Objective To compare long-term outcome of an early to a delayed invasive strategy in high-risk patients with non-ST elevation acute coronary syndrome (NSTE-ACS).
Methods This prospective, multicentre trial included patients with NSTE-ACS and at least two out of three of the following high-risk criteria: (1) evidence of extensive myocardial ischaemia on ECG, (2) elevated biomarkers for myocardial necrosis and (3) age above 65 years. Patients were randomised to either an early (angiography and revascularisation if appropriate <12 hours) or a delayed invasive strategy (>48 hours after randomisation). Endpoint for this prespecified long-term follow-up was the composite incidence of death or reinfarction after 2 years. Data collection was performed by telephone contact with the patients, their relatives or general practitioner and by review of hospital records.

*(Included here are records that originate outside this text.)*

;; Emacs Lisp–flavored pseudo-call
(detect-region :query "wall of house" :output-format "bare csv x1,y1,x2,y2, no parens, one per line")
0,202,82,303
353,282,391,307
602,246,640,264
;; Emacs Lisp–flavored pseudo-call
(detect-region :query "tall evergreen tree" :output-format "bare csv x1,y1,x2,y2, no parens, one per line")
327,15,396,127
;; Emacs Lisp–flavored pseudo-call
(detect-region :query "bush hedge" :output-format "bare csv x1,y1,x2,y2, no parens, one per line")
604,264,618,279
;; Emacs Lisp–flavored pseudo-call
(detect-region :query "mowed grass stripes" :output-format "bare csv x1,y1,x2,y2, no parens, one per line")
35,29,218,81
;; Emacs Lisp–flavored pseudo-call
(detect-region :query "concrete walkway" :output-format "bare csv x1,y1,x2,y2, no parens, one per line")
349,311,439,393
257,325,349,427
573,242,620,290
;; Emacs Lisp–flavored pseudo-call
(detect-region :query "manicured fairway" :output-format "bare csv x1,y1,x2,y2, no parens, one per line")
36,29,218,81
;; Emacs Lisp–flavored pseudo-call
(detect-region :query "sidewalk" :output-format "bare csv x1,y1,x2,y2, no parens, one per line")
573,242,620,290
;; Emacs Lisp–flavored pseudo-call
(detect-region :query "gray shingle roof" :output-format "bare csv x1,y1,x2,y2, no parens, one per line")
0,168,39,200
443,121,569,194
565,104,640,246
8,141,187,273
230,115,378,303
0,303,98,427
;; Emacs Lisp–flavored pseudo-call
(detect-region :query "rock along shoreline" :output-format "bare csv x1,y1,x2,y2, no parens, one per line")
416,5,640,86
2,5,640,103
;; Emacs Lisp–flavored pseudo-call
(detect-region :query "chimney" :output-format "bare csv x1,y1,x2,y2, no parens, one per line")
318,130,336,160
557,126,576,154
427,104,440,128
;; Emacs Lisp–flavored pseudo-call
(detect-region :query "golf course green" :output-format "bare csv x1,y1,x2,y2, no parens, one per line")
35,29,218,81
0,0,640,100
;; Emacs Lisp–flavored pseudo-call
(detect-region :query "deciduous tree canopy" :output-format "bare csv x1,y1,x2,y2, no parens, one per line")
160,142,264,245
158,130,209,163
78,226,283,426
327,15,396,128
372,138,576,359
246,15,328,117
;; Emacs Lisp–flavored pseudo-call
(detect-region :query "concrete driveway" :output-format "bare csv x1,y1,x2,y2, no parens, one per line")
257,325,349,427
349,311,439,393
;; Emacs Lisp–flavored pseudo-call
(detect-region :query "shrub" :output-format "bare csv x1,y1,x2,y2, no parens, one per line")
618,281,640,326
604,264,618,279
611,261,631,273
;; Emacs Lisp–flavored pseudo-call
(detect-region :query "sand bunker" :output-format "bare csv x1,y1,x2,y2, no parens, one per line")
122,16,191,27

Results Endpoint status after 2-year follow-up was collected in 521 of 542 initially enrolled patients. Incidence of death or reinfarction was 11.8% in the early and 13.1% in the delayed treatment group (relative risk (RR)=0.90, 95% CI 0.57 to 1.42). No significant differences were found in occurrence of the individual components of the primary endpoint: death 6.1% vs 8.9%, RR 0.69 (95% CI 0.37 to 1.27), reinfarction 6.5% vs 5.4%, RR 1.20 (95% CI 0.60 to 2.38). Post-hoc subgroup analysis showed statistical significant interaction between age and treatment strategy on outcome (p=0.02).
Conclusions After 2 years follow-up, no difference in incidence of death or reinfarction was seen between early to late invasive strategy. These findings are in line with results of other studies with longer follow-up. Older patients seem to benefit more from early invasive treatment.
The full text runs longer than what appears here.